I open the creaky screen door to the small back porch and the warm breeze grazes my face like an angel wing. I look out as far as I can see and watch the maze dancing to the wind, its tall limbs swishing and reaching for the blue sky. The clouds are sparse and move slower than expected. I step off the porch and make my way through the chainlink gate. I am free now.
Behind me is the old house where everyone is talking or cooking. The men in the parlor full of aged, vinyl rockers and tattered phone books stacked up like a small table. The dust lays thick on the bookcase that holds many family photos and statues of religious saints. A picture of the Sacred Heart of Jesus or Mary the Mother of God, in her blue cloak. They talk about politics and farming. My grandfather hands me a dollar and asks how I am doing.
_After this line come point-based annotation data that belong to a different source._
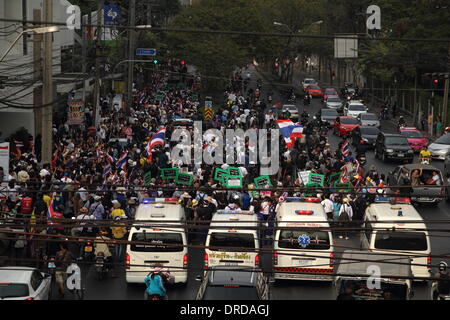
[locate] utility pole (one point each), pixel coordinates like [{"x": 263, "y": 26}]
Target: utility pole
[
  {"x": 98, "y": 43},
  {"x": 47, "y": 99},
  {"x": 37, "y": 68},
  {"x": 445, "y": 104},
  {"x": 131, "y": 56}
]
The women are in the kitchen. My grandma has already made her sweet, lemony iced tea and her stew is cooking on the stove. They chatter and gossip a little, enjoying their time of being together.
I run out back because I am bored and I want to find some wildflowers to pick for our supper table. None of my cousins showed up today; only my aunts and uncles, whose kids are all grown and do not come with them anymore. I can only play with the dirty farm dogs so long and I need air in my lungs that isn’t musty or old.
This place will be taken for granted by me since that is who I am at this age. Someone who does not appreciate the fact that my grandparents live on a farm, in southern Texas, with a bountiful garden, cattle and chickens and space all around. I yearn to head back to the suburbs where I have my own room and can talk on the phone to my friends. Where I can put a frozen pizza in the microwave and eat it while I watch t.v.
However, I do enjoy it and try to make the best of the situation while I am there. I get lost in the maze and make my way past the field of it, only to see the hill where the Indian paintbrush, bluebonnets and other flowers cover the land like a beautiful, multi-colored blanket. I breathe them all in without realizing and wish I could pick everyone single one to take home.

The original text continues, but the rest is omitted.